Esse quadro apresenta a diferença entre documentos das mesmas empresas, os quais foram devidamente registrados, em comparação com aqueles que não tiveram as contas prestadas. “A Lei e a Resolução são cristalinas em afirmar que os gastos eleitorais são sujeitos a registros”, frisa o parecer.
Os técnicos alegam que “as divergências são expressivas e caracterizam a omissão em documento de declaração que dele deveria constar”. E concluem: “a ausência dos dados na prestação de contas atinge mais de 10% (dez por cento) da receita total informada. A omissão é a dos gastos e o documento que deveria conter a informação são os formulários de prestação de contas à Justiça Eleitoral”.
Outras irregularidades apontadas
O parecer também relaciona registros de doações no Demonstrativo dos Recursos Arrecadados (DRA) sem o correspondente crédito no extrato bancário. Diz que sobre essas diligências, os argumentos apresentados pelo candidato não teriam sido suficientes para sanar as divergências. O valor verificado foi de R$ 2,6 mil.
De acordo com o parecer, em razão de não haver sobra de recursos financeiros declarados na prestação de contas, ficaria evidenciado o uso destes recursos para o pagamento de despesas eleitorais, o que contraria o disposto no parágrafo 3º, artigo 22 da Lei 9.504/97.
O parecer também diz que constatou-se a existência de créditos consignados no extrato bancário sem registro no Demonstrativo dos Recursos Arrecadados (DRA).

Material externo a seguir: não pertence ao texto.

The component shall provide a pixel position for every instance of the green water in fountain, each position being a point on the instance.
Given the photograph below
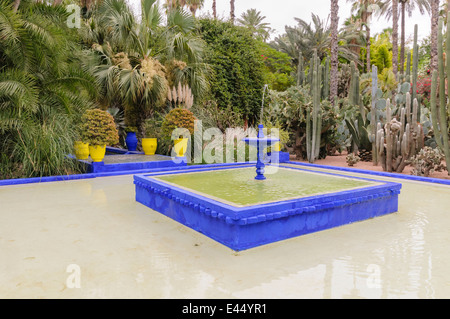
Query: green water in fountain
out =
(238, 186)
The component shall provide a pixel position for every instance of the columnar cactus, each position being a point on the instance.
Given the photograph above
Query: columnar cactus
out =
(313, 117)
(439, 113)
(373, 121)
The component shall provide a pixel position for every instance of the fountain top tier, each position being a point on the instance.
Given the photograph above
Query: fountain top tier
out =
(260, 142)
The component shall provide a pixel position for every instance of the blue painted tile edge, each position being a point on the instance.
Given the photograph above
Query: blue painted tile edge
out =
(60, 178)
(368, 172)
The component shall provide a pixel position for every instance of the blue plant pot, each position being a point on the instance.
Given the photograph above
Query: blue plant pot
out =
(131, 141)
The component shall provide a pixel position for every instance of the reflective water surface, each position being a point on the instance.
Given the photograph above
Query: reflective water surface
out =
(239, 187)
(90, 239)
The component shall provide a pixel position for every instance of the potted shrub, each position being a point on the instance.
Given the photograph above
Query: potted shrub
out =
(150, 140)
(178, 118)
(99, 130)
(81, 150)
(131, 138)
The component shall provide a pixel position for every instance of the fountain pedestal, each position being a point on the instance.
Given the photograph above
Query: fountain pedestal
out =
(261, 143)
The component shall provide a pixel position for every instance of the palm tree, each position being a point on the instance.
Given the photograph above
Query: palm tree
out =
(193, 5)
(232, 16)
(365, 10)
(315, 37)
(334, 14)
(406, 7)
(253, 20)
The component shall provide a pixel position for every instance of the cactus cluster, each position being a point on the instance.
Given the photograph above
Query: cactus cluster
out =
(439, 112)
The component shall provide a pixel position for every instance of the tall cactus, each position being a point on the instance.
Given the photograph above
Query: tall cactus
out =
(398, 140)
(300, 70)
(415, 69)
(439, 117)
(314, 117)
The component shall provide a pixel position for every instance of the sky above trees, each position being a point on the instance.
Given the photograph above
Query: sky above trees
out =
(282, 12)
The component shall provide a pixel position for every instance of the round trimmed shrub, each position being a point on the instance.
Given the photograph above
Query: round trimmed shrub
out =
(98, 128)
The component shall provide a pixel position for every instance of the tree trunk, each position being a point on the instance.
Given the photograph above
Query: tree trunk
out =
(395, 36)
(434, 30)
(334, 50)
(232, 11)
(402, 38)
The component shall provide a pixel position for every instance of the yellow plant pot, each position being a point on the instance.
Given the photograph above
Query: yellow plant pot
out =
(180, 146)
(81, 150)
(97, 152)
(149, 145)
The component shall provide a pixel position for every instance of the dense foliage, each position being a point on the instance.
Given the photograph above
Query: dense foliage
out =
(98, 128)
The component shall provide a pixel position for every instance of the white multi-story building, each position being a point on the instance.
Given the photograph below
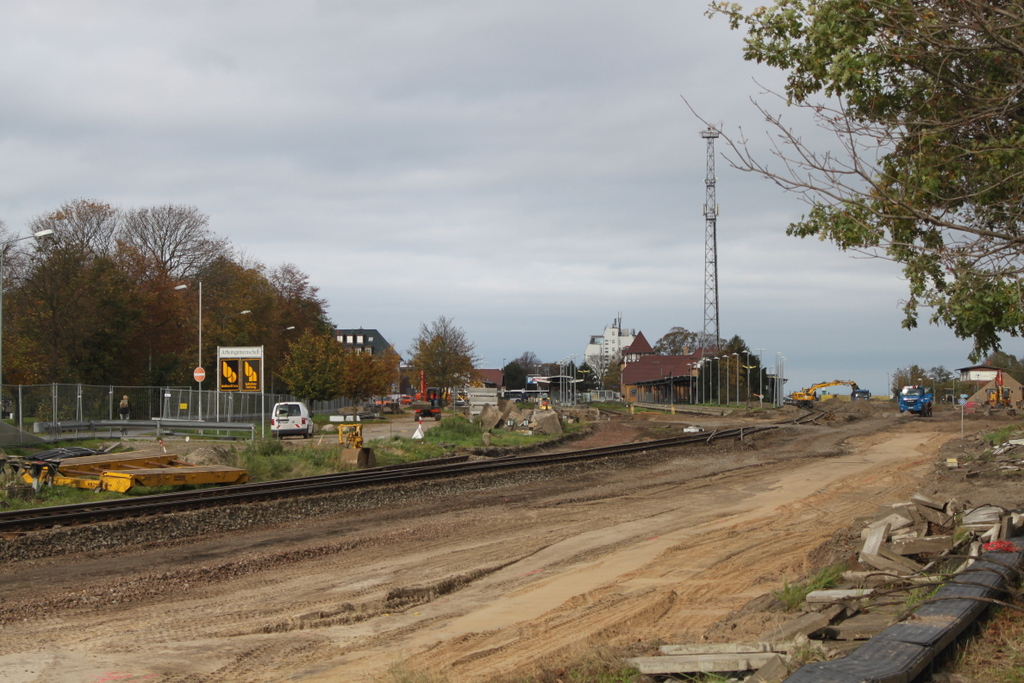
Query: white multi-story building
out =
(606, 348)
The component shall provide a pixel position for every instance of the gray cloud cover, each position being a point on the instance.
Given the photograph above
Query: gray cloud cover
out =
(528, 169)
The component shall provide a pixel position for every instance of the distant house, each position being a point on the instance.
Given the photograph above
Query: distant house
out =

Segundo os técnicos, os esclarecimentos do candidato não foram suficientes para sanar as divergências. O valor desses recursos equivale a R$ 409.806,28.
O documento sustenta que esses valores seriam recursos de origem não identificada. Sendo assim, argumentam os técnicos, conforme o disposto no artigo 23 da resolução 22.250, eles não poderiam ter sido utilizados, já que deveriam compor as sobras de campanha, fato que não ocorreu.
Legislação
O artigo 30-A da Lei 9.504/97 (Lei Eleitoral) – introduzido pela minirreforma eleitoral (Lei 11.300/06) – estabelece que “qualquer partido político ou coligação poderá representar à Justiça Eleitoral”, indicando fatos e provas para pedir a abertura de investigação judicial para apurar condutas em desacordo com a lei eleitoral, relativas à “arrecadação e gastos de recursos.”
O dispositivo diz, ainda, que na apuração, será aplicado o rito previsto no artigo 22 da Lei complementar 64/90 (Lei das Inelegibilidades).
O parágrafo 2º, do mesmo artigo, diz que “comprovados a captação ou gastos ilícitos de recursos, para fins eleitorais, será negado diploma ao candidato, ou cassado, se já houver sido outorgado”.
Pena
Além da cassação do diploma, ou do mandato (se já empossado), o candidato também pode ficar inelegível. O artigo 22 da Lei das Inelegibilidades prevê a pena de inelegibilidade do responsável pelo abuso de poder econômico para as eleições a se realizarem nos três anos subseqüentes à eleição em que se verificou a conduta ilícita.